Binance mining pool is a service that allows miners to pool their resources together for more efficient mining. The participants can select from a provided list of available crypto and work towards the common goal, eliminating the need for each member to have their own powerful equipment to mine a block successfully. The earnings are then distributed among the group according to their share. Plus, there is the option of Binance cloud mining, which eliminates the need to have any mining equipment whatsoever.
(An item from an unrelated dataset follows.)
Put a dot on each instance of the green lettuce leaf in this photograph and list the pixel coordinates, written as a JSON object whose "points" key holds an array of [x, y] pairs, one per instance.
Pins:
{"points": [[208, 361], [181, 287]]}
What are Binance Pool fees?

Binance Pool fees differ based on the asset in question. Bitcoin and Bitcoin Cash mining impose a 4% mining fee. Litecoin + Dogecoin, Ethereum Classic, and Zcash impose a 3% mining fee. Then, a 2% mining fee is charged for Dash mining, while a 1% fee is charged for Ravencoin and ETHPoW. Lastly, Nervos mining is free. However, fees might change, so make sure to check them on Binance.

How to pick the best crypto exchange for yourself?

Picking out the best crypto exchange for yourself, you should always focus on maintaining a balance between the essential features that all top crypto exchanges should have, and those that are important to you, personally. For example, all of the best exchanges should possess top-tier security features, but if you're looking to trade only the main cryptocurrencies, you probably don't really care too much about the variety of coins available on the exchange. It's all a case-by-case scenario!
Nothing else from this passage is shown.